Coal River Mountain as seen from nearby Kayford Mountain. Photo courtesy of Coal River Mountain Watch.
The blogosphere was abuzz starting Saturday evening and continuing through the weekend with reports that Massey Energy had started blasting at its Bee Tree mountaintop removal operation on Coal River Mountain in Southern West Virginia.
If true, this would be big news — at least symbolically — because environmental groups who are trying to stop mountaintop removal have tried to turn this site into an icon in their campaign. They’ve even proposed that the area’s ridges would be better turned into a wind energy facility, rather than blown apart by Massey to get at its coal (See posts here and here for more about the wind proposal and criticism of it)
Matt Wasson of the group Appalachian Voices posted this announcement on The Huffington Post, and word quickly spread via Twitter and other blogs that cross-posted Wasson’s piece. Jeff Biggers followed up with another HuffPost piece yesterday morning.
It’s taken me most of the day, but I’ve finally gotten some confirmation from the West Virginia Department of Environmental Protection that Massey started blasting last week at this site. (Massey officials have not responded to several inquiries for comment).
I became especially interested when a glance at the WVDEP online database indicated that the Bee Tree site hadn’t been inspected by state officials for more than a month. Federal and state law requires at least partial inspections of all surface mines at least once a month.
But Kathy Cosco, WVDEP’s communications director, assured me via e-mail message that an inspection took place in early October, but just hasn’t been entered in the agency database yet. According to Cosco:
… A DMR inspector was at the site Thursday and two inspectors were at the site today. They said there have been seven blasts at the site, with the last one taking place on Thursday at 4:22 p.m.
I had tried to confirm the blasting through Coal River residents … but was unable to reach the one resident everyone told me had definitive, first-hand information.

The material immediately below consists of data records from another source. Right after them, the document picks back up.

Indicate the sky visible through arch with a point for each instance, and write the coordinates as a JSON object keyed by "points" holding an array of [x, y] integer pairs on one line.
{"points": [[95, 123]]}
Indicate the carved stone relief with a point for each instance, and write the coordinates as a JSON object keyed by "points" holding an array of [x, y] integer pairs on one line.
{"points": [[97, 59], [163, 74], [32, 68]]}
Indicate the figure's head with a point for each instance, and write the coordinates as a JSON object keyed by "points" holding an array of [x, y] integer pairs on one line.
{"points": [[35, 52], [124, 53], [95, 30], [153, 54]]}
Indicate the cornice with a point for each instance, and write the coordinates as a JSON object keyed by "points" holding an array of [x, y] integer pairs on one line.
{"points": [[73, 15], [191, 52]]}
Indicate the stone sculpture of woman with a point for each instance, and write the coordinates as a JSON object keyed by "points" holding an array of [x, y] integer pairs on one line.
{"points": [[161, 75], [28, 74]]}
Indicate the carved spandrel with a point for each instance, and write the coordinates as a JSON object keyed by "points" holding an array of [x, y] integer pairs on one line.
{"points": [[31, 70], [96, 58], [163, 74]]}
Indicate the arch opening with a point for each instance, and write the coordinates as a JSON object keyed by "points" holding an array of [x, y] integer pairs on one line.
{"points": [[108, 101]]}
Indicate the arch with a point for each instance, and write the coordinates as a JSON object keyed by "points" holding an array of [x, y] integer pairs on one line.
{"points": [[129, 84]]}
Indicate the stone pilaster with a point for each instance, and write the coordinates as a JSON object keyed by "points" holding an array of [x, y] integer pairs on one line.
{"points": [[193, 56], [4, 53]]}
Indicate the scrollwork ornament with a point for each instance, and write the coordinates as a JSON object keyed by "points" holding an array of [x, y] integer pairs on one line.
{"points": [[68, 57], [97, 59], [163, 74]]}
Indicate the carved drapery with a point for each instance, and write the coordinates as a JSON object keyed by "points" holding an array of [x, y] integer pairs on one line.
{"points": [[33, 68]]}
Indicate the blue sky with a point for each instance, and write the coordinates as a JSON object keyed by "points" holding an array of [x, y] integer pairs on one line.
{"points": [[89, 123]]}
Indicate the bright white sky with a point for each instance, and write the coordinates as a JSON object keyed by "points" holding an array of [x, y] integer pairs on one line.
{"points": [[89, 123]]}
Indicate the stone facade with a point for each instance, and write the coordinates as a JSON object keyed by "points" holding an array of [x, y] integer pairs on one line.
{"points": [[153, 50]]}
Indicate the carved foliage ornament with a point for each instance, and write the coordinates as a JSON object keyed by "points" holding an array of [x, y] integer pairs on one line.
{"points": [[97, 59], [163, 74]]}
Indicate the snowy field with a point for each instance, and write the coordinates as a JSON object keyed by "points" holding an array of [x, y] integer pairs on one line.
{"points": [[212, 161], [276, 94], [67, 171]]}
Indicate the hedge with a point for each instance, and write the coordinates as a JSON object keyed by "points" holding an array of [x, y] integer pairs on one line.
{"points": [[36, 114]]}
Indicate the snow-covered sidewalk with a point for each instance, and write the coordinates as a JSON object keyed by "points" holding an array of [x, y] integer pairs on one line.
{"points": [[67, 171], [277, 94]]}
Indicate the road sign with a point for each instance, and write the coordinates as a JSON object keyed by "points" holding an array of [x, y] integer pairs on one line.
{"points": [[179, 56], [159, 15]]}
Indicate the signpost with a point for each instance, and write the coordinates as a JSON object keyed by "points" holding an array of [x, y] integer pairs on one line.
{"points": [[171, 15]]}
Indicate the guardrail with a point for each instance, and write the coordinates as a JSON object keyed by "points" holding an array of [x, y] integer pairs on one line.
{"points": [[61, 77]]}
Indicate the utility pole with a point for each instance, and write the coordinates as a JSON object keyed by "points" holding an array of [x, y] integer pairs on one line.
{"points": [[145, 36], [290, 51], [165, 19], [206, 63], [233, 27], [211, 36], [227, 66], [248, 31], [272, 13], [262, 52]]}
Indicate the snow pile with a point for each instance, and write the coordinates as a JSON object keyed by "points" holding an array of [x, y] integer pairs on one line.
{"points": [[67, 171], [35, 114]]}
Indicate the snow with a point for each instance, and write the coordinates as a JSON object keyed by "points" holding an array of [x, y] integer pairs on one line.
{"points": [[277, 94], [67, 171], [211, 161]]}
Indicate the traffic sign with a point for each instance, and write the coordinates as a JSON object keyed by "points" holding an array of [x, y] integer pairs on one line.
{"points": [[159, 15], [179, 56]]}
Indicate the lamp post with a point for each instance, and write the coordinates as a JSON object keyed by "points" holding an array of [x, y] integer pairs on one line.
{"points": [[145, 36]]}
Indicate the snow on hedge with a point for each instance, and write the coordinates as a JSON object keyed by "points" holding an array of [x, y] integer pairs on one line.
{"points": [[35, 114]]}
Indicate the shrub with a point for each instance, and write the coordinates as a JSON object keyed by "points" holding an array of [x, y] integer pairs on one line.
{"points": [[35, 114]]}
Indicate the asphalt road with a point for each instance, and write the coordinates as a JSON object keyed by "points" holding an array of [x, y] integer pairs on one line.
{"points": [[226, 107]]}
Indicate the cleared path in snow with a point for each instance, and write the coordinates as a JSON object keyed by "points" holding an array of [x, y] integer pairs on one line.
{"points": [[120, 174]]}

This development comes really as no surprised. Massey hasn’t expressed any interest in all in going along with proposals for a wind energy facility at the site, and West Virginia Gov. Joe Manchin says he won’t intervene in the permit process (unless doing so involves complaining about federal regulators taking a closer look at mining permits and their potential environmental impacts).
Citizen groups and environmental organizations tried all sorts of tactic, including last week’s sit-down protest in Manchin’s office. Manchin told protesters last week that he didn’t know much about the wind facility proposal, even though he was personally handed a copy of a report on the idea nearly a year ago at an “Energy Summit” up at Stonewall Resort.
Opponents of Massey’s mining at this site are now urging citizens to contact the White House to demand that President Obama intervene, by asking Manchin to step in and stop the blasting.
An interesting point there: During a failed effort to challenge the Bee Tree permit — or at least a permit change that helped the mining project along — environmentalists alleged Massey had sought that permit change specifically to avoid having to obtain a federal Clean Water Act “dredge-and-fill” permit … You know, the kind of permit that is subject to possible additional review and veto by Obama’s U.S. Environmental Protection Agency.